King of Arakan
- Reign: 1167 – 1174 A.D.
- Predecessor: Ananthiri
- Successor: Pyinsakawa
- Born: 1141/1142 CE Parein
- Died: 1174 CE (aged 32) Hkrit
- Consort: Thamardi and others
- Issue: Pyinsakawa/Punnasin (ပုဏ္ဏကဝ) Minsuthin (မဉ္ဇူသင်း)
- House: Parein
- Father: Datharaza
- Religion: Theravada Buddhism

= Minpunsa =

Minpunsa (Burmese: မင်းဖုန်းစား) was the founder of one of the early Le-Mro cities known as Hkrit. He reigned from 1167 to 1174 A.D. He is primarily known for his military success in repelling an invasion by the Shan people and for restoring stability to the kingdom after the reign of his brother, Ananthiri, who had been notorious for his tyranny. He is also the son of king Datharaza, who was the 7th king of Parein dynasty.

==Reign==
Minpunsa ascended the throne in 1167 A.D., following the deposition and death of his older brother, Anan-thi-ri. He established the royal capital at Hkrit, situated along the Lemyo River.

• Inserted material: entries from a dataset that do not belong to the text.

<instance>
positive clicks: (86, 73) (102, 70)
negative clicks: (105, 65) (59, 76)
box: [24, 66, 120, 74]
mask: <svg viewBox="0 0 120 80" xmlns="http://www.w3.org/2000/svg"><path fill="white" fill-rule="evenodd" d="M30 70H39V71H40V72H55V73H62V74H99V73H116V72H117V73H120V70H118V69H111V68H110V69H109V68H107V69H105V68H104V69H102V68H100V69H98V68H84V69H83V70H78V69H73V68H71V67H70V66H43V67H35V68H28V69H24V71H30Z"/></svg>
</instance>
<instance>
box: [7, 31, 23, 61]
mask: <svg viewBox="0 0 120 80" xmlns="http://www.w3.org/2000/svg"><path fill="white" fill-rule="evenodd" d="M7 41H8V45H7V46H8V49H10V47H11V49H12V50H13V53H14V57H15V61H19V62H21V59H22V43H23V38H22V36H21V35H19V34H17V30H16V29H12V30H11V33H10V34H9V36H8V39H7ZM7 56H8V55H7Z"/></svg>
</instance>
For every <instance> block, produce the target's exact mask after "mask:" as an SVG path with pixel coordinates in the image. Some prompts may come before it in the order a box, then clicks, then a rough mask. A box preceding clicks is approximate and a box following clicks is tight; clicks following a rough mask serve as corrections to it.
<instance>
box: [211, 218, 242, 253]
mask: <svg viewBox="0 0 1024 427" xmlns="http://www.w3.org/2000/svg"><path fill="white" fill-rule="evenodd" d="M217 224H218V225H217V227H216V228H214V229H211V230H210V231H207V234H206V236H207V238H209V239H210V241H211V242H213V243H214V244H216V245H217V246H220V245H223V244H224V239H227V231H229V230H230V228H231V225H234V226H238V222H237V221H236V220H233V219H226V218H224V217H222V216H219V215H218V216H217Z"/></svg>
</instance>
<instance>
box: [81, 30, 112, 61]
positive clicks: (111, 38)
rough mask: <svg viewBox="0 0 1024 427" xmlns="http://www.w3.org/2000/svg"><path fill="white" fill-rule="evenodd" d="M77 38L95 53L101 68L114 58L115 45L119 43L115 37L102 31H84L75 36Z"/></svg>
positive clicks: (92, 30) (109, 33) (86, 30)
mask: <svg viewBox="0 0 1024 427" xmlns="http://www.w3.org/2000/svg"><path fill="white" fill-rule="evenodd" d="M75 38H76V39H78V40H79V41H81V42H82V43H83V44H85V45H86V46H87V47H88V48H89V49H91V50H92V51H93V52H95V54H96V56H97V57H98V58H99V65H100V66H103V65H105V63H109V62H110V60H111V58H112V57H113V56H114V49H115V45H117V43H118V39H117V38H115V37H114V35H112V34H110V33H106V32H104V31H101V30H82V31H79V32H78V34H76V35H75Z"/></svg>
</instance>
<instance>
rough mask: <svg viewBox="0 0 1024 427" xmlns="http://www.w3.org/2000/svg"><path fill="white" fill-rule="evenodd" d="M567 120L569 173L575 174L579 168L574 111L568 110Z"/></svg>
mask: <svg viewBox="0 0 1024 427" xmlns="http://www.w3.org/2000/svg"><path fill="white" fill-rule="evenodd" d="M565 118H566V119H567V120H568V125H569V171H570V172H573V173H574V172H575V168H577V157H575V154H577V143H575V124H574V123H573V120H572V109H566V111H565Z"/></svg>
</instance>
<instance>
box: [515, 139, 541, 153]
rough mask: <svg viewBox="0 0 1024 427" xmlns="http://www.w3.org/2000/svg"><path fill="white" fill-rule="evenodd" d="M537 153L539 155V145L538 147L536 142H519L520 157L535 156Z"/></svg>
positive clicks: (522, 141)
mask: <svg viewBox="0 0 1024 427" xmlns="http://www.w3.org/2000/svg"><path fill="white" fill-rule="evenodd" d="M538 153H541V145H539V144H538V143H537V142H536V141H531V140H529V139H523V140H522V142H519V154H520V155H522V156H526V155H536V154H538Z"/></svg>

He was successful in defense against a Shan invasion. The Shan army attempted to invade the kingdom, but Minpunsa's forces were able to defeat them in the Yoma mountains, effectively repelling the invaders. As a result of the victory, several Shan prisoners were captured and settled in two villages in the Taungbet region of Arakan, which was a strategic move to integrate the prisoners into the kingdom and ensure long-term peace.

==Death==
Minpunsa's reign lasted for 7 years. He died in 1174 A.D. and was succeeded by his son Pyinsakawa.